To motivate previous designs of interactive information systems [6] , we appealed to mechanisms of cognitive science [5], and to general principles of information science [17] . We have argued that in an information-rich world, the real design problem to be solved is not so much how to collect more information, but rather, how to optimize the user's time, and we have deployed these principles in an attempt to increase relevant information gained per unit time expended. But for task analysis, design exploitation, and evaluation of information systems, a more developed theory is needed.

In this paper, we lay out the framework for an approach we call information foraging theory. This approach considers the adaptiveness of human-system designs in the context of the information ecologies in which tasks are performed. Typically, this involves understanding the variations in activity afforded by some space of human-system design parameters, and understanding how these variations trade-off the value of information gained against the costs of performing the activity. While complementary with information processing approaches to computer interaction theory, such as those in the GOMS family [5, 14], information foraging theory emphasizes a larger time-scale of behavior, the cost structure of external information- bearing environments, and human adaptation. Consider the time-scales of activity outlined by Newell [13] .

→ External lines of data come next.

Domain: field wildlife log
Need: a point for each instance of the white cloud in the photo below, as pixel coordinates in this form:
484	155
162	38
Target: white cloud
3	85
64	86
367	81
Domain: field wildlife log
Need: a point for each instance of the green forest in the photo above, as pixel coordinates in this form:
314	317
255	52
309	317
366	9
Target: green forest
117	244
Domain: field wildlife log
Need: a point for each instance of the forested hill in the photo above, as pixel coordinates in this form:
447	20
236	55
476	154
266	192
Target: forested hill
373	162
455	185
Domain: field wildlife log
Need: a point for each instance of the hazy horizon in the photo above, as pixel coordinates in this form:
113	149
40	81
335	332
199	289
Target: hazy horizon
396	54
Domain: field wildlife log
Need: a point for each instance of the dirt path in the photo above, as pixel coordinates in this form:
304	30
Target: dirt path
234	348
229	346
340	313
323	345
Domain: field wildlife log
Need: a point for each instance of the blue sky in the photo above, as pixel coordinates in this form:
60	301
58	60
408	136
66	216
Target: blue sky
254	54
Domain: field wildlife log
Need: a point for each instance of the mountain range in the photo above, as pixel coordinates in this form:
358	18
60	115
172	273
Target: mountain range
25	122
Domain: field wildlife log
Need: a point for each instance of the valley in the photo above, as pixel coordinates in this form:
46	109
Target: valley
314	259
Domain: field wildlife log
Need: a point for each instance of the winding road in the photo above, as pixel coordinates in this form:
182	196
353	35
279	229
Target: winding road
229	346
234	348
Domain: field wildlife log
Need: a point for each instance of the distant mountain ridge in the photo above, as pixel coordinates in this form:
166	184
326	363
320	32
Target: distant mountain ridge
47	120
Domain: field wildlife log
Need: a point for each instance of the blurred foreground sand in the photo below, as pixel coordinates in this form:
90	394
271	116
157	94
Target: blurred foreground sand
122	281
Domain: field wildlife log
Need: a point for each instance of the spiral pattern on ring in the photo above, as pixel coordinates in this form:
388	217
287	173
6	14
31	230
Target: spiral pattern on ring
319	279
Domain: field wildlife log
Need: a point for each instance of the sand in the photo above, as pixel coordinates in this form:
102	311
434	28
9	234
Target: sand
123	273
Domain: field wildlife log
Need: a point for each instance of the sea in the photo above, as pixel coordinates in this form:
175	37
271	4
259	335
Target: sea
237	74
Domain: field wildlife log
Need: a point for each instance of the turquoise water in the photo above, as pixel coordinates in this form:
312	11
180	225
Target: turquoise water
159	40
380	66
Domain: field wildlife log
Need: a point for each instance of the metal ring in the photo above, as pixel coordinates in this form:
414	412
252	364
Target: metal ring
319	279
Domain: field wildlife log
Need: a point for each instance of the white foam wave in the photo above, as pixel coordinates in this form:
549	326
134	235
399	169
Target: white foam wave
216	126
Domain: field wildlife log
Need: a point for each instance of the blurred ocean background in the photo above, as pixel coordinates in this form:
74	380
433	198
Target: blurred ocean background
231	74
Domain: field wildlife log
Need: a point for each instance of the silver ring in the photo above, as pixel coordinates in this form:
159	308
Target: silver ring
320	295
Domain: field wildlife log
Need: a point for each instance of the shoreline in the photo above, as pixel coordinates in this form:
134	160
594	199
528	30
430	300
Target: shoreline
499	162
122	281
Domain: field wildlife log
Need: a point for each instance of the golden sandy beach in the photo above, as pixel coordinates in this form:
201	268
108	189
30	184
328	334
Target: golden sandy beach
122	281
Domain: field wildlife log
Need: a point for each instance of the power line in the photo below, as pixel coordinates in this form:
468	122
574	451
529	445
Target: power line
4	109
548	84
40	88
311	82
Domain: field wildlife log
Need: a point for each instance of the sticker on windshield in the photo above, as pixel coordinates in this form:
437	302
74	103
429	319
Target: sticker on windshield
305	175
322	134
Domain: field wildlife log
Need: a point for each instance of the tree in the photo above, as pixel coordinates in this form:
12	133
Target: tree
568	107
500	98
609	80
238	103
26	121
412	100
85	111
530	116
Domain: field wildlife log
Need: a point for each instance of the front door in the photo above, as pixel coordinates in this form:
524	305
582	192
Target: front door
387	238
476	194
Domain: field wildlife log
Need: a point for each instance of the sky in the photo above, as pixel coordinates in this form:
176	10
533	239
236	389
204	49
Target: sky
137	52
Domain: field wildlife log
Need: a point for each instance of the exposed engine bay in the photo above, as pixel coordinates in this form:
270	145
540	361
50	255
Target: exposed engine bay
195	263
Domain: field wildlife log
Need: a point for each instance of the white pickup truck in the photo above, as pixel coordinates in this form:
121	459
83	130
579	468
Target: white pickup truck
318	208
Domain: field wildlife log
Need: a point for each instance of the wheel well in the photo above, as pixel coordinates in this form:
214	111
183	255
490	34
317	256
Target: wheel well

The sorts of information-seeking and sensemaking activities of interest to us span from the middle of the cognitive band of activity (~100 ms - 10 s), across the rational band (minutes to hours), and perhaps into the social band (days to months). Typically, information-processing models of cognition have addressed behavior at the cognitive band, and elementary cognitive mechanisms and processes (e.g., such as those summarized in the Model Human Processor, [5] ) play a large part in shaping observed behavior at that grain size. As the time scale of activity increases, "there will be a shift towards characterizing a system...without regard to the way in which the internal processing accomplishes the linking of action to goals" (Newell [13], p 150). Such explanations assume that behavior is governed by rational principles and largely shaped by the constraints and affordances of the task environment. Rather than assuming classical normative rationality, one may assume that the rationale for behavior is its adaptive fit to its external ecology [4] .

This is the essence of an ecological stance (Neisser, as cited in Bechtel [4]) towards cognition. Whereas information- processing models, such as GOMS, provide mechanistic accounts of how cognition operates, ecological models address why it operates that way, given the ecological context in which it occurs. This kind of integrated explanatory framework has been promoted by Marr [12] and, more recently, Anderson [1, 2] in cognitive science.

INFORMATION FORAGING TASKS

Optimal foraging theory is a theory that has been developed within biology for understanding the opportunities and forces of adaptation. We believe elements of this theory can help in understanding existing human adaptations for gaining and making sense out of information. It can also help in task analysis for understanding how to create new interactive information system designs.

Optimality models in general include the following three major components.

• Decision assumptions that identify which of the problems faced by an agent are to be analyzed. This might involve decisions about whether to pursue a given type of information item upon encountering it, the time to spend processing a collection of information items, the choice of moves to make in navigation, the choice of strategy under uncertainty, or degree of resource sharing.
• Currency assumptions, which identify how choices are to be evaluated. The general assumption in ecological analyses is that some feature x will exist over other features, if x satisfies some existence criteria. Existence criteria have two parts (a) a currency, and (b) a choice principle. Typically, optimal foraging models in anthropology and biology assume energy as a currency. Information foraging theory will assume information value as currency. Choice principles include maximization, minimization, and stability.
• Constraint assumptions, which limit and define the relationships among decision and currency variables. These will include constraints that arise out of the task structure, interface technology, and the abilities and knowledge of a user population.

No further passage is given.